Behold. Ladies lie on cushions and magistrates in the storehouse. He that had no wall on which to sleep now sleeps upon a bed.
Behold. The rich man sleeps thirsty. He that once begged him for dregs now possesses strong beer.
Behold. They that possessed clothes are now in rags. He that wove not for himself now possesses fine linen.
Behold. He that had no shade has shade now. They that had shade are now in the full blast of the storm.
Behold. He that had no knowledge of harp-playing now possesses a harp. He to whom never a man sang, now praises the goddess of music.
Behold. She that had no box now possesses a coffer. She that looked at her face in the water now possesses a mirror…
Michael Rosen and David Widgery (editors): The Chatto Book of Dissent. Chatto and Windus, London, 1991, p. 8.
Tuesday, June 2, 2015
|Hedges need work|
I was somewhat mystified the other day, when overhearing a conversation in a shop about how a man upset an observant Moslem by telling him he didn't believe in any god at all, to wonder how I would answer the question, 'Do you believe in God?' Not conventionally, is how I usually answer. But in reality my answer should be something more along the lines of, I don't believe, I know! While I don't buy the usual approach which is called fundamentalism among witches, which is a very literal understanding of the foundation myth of Wicca, I am really very fundamentalist about other things. The reason for this is that I know for the magic to happen, what is happening in my mind has to be identical with reality as I understand it. For example, I know for a fact that the ancient gods and goddesses were and are powers in the world. They are amongst other powers, which would include myself. I probably don't understand them in a terribly traditional way, but as powers which become entities in measure to how we acknowledge them. I wouldn't want to imply that the divinities are only humans' creations, but that the powers they represent are everywhere in the world and take a form or egregore which is frequently culture-specific. They are amongst all sorts of other powers, some of which are visible, some of which are known to our culture. I don't call myself a pagan, mainly because the pagan community irritates me intensely and I wouldn't want to be associated with many of the sort of people who call themselves pagan, but I suppose I am really. Divinity is initiated or recognised whenever anyone acknowledges one of these powers in the universe.

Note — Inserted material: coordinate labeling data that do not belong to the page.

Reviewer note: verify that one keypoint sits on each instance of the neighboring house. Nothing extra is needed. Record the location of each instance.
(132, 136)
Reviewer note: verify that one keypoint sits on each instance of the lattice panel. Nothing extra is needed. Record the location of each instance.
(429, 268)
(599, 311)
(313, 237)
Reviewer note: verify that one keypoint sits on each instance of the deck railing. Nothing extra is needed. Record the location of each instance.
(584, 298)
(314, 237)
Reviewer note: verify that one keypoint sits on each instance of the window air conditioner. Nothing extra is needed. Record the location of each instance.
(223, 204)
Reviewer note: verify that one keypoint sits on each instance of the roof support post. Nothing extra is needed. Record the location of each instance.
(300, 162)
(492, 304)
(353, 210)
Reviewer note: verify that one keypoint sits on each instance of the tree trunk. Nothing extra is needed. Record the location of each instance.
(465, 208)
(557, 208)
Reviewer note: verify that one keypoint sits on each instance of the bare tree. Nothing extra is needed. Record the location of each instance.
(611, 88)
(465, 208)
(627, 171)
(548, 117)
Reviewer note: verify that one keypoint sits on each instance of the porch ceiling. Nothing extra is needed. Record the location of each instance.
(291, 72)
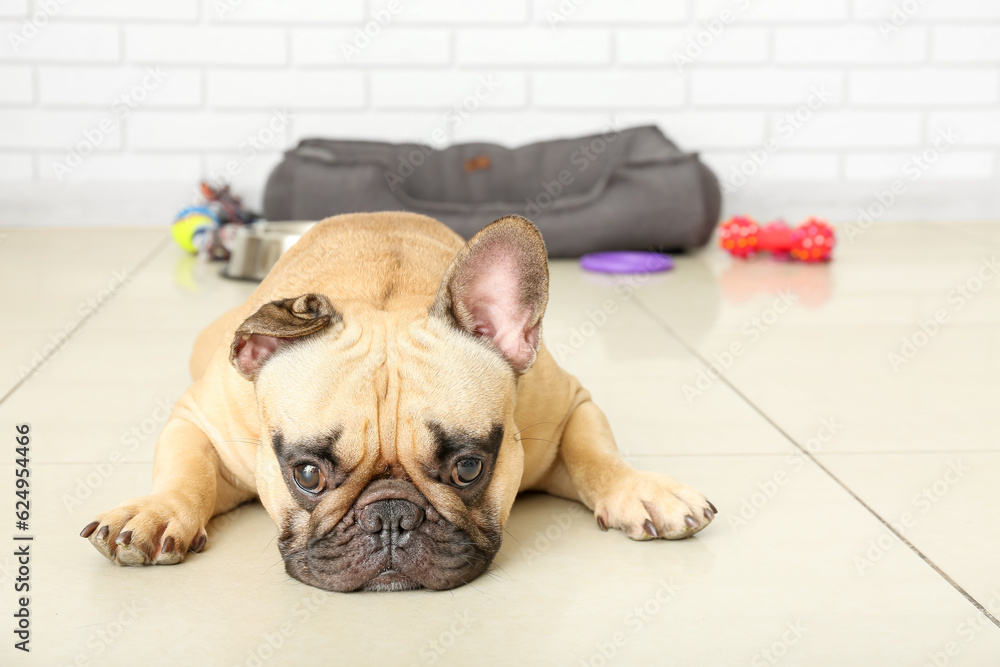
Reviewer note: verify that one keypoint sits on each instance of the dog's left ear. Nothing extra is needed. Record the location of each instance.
(497, 287)
(276, 325)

Not only do we acknowledge them, but we come into relationship, or covenant with these powers, and this is where I tend to become very fundamentalist. I will not negotiate on the things I am about to say, because if I begin to cast any doubt on them at all, I break the covenant with the powers. The help that one needs will always appear when one needs it. That is a major one. For example, in the past seven months of being between homes, it is remarkable how often the exact amount of money I needed to pay a bill has appeared out of nowhere. The most recent case is that the returned deposit from the flat I was renting has been exactly enough to pay the electrician for needed work on the flat I have bought.

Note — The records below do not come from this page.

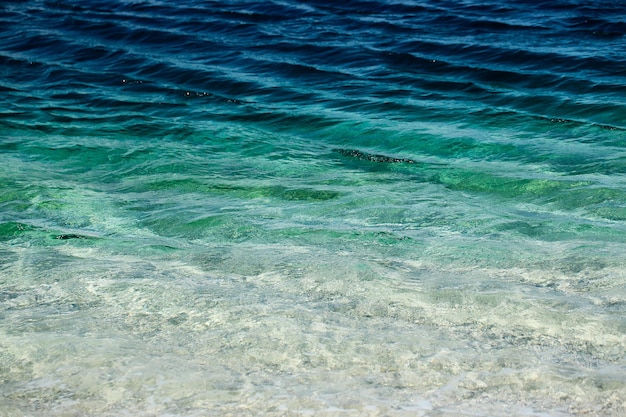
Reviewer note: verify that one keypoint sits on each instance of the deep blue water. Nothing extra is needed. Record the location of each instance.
(329, 208)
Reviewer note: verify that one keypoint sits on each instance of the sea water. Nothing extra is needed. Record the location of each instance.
(374, 207)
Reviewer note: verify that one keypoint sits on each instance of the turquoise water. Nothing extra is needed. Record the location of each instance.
(308, 208)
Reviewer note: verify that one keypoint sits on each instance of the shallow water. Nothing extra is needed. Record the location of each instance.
(305, 208)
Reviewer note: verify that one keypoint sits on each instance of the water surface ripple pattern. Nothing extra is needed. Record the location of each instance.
(365, 207)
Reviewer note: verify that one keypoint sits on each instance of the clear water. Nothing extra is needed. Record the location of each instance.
(392, 208)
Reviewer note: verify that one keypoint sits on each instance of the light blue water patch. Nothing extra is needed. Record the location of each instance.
(366, 208)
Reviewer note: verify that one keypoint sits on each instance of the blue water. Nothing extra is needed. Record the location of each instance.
(381, 208)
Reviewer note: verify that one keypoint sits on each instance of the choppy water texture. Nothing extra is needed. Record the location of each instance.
(401, 208)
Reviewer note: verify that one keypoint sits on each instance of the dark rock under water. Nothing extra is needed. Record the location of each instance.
(364, 156)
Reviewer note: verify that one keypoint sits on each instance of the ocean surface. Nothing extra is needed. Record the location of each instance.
(312, 208)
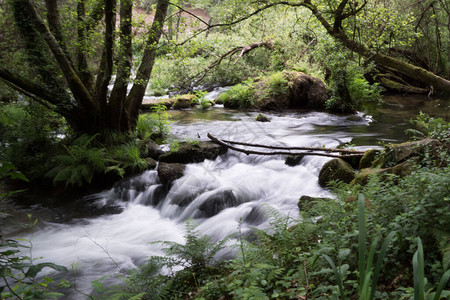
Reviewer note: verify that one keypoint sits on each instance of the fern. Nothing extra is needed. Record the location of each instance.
(79, 164)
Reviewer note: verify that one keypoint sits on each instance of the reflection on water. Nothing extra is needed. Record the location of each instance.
(244, 184)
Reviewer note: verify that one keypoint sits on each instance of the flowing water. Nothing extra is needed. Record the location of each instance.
(220, 194)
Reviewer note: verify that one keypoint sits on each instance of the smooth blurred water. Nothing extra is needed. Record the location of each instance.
(219, 195)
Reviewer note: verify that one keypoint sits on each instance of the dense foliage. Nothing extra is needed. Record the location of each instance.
(386, 239)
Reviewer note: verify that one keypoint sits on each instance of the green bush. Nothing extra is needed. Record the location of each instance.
(277, 84)
(434, 128)
(29, 134)
(153, 125)
(239, 96)
(80, 162)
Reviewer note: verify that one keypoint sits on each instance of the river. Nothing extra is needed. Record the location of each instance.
(117, 237)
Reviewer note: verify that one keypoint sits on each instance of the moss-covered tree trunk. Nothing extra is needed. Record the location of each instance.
(335, 30)
(64, 81)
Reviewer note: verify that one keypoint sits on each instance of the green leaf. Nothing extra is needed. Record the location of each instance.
(419, 272)
(336, 274)
(442, 284)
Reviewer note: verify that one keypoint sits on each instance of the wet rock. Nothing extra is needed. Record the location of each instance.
(218, 202)
(336, 169)
(193, 153)
(402, 169)
(368, 158)
(262, 118)
(184, 101)
(151, 163)
(293, 160)
(306, 202)
(354, 118)
(306, 91)
(397, 153)
(183, 200)
(158, 195)
(363, 177)
(149, 104)
(169, 172)
(353, 161)
(255, 216)
(154, 150)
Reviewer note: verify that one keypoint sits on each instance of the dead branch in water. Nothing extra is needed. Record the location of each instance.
(287, 150)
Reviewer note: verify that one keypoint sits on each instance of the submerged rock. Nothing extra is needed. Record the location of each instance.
(363, 177)
(293, 160)
(306, 90)
(218, 202)
(397, 153)
(193, 153)
(336, 169)
(183, 101)
(368, 158)
(255, 216)
(306, 202)
(168, 173)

This is the sign that the witch is in right relationship with her hedge. I'm established in a very witchy hedge, of both personal (I used to go cruising around here years ago) and historical significance: it is round the corner in Gooch Street that the city of Birmingham started when the tribe of Beorma set up camp on the banks of the river Rea. Another sign for me is that the homeless people are getting to know me. I asked a witch friend recently why homeless people always greet me, and she said that it was because they recognise something in me, which she defined as a detachment from worldly things. I wouldn't phrase it that way, myself, but surely if you are reduced to being literally dependent on the street, that is about as close to the kind of relationship with the hedge I am talking about. There is one homeless man who has started saying 'God bless you', when he walks past me, and another wishes me a good day. They recognise there is a witch among them, my relationship to the hedge, and know that they are greeting a priest and witch (even if they wouldn't use those terms.

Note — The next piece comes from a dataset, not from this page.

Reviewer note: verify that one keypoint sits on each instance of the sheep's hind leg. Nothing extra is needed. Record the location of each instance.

'Come on, universe, look after your witch,' has been my 'prayer' over the past seven months, and the universe has come up with the goods. Of course obligations come with the privilege of demanding that the universe looks after you, and true to form I'm a shit magnet still. But ones power grows as it is used, and sure enough, my boss curse has come to fruition. The boss I cursed is on his last legs in the business (he did something that was really very short-sighted for an executive and has ended up with egg on his face). My manager is on her way out: my observation is the work sphere is that things usually get worse before they get better. My prediction there is that my manager has obviously been explaining her ineffectual posturing to her superiors as indicating that her staff are unmanageable. What will happen next is a new manager will come in who will see the real situation. But that is on its way.
And how do I know? It is inconceivable that it could be any other way. This isn't a Christmas present list, this is the interaction of the powers of the universe. And we just have to… expect.